This drunk guy comes up to me at the bar and says, nice jacket that, and I say, thanks, it was a bargain too, only a fiver, and I wait for some other compliment, a really of surprise or something like that, but he just goes quiet and stares at my shoulder as if the secret to the jacket’s niceness is somewhere under the pads. Then he sniffs, says, yup, and walks off.

Back at the table, I tell Ian and he says, well, he was drunk. And I say, meaning it’s not a nice jacket? And he says, like you said, it was a fiver.

I give him a look as if he’s somehow hurt my feelings, but as soon as I do I realise someone else, another drunk man, or one on the verge of trying to pretend he’s not drunk, is standing over us, and we both look up. He sways a bit and says, I like that, and points at my jacket, and I say cheers and follow that up with the whole spiel about it being a steal at five pounds. He says, where’d you get it, so I tell him and he says, huh, sways a bit more, and then staggers off.

I look at Ian and say, see? But he just sniffs, shakes his head and says, there’s no accounting for taste, and we forget about it and talk about something else, I don’t know, football or films or something, till it’s last orders and we leave.

Outside we decide to head to the chippy, but when we get there there’s a guy blocking the entrance, bent double, spewing up a mix of beer and what looks like frozen carrots and peas.
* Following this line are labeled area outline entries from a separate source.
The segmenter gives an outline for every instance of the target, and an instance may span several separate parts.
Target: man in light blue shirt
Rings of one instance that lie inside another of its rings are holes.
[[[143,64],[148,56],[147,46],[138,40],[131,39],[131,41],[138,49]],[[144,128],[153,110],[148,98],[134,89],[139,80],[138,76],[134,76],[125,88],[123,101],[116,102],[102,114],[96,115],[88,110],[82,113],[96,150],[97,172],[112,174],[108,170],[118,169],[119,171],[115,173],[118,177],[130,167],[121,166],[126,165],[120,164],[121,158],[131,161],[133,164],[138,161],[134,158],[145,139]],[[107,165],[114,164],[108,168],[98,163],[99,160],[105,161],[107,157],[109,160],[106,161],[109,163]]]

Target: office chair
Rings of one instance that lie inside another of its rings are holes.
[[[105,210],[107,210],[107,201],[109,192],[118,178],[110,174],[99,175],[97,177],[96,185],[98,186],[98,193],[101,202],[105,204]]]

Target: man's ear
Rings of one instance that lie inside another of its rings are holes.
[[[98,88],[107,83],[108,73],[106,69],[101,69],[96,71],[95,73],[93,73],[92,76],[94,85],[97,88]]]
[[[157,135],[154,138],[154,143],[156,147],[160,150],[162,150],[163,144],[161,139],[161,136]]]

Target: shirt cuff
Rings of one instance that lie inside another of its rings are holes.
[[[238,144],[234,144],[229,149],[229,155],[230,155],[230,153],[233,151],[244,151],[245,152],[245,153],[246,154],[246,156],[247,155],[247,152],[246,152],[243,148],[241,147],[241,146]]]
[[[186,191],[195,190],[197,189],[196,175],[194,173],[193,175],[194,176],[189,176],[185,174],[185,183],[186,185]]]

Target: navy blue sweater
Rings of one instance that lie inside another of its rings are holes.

We pause, deciding whether to try and go round him, or just head to the twenty-four hour shop, but before we make a move, the guy has lurched up and is looking straight at me and my jacket, saying, can I have that?

I say, what? And he says, the jacket, and I say, it’s not for sale, and anyway, it’s cold and I’ll catch my death without it, but he doesn’t let it go. He says, but it’s ace that, and I’m sick, I’m freezing. I say sorry again, but before I can go on Ian’s getting involved saying, how much, as if he’s my pimp or something. I say, what are you doing, but he ignores me and goes, he got it for a fiver. How much are you willing to pay for it?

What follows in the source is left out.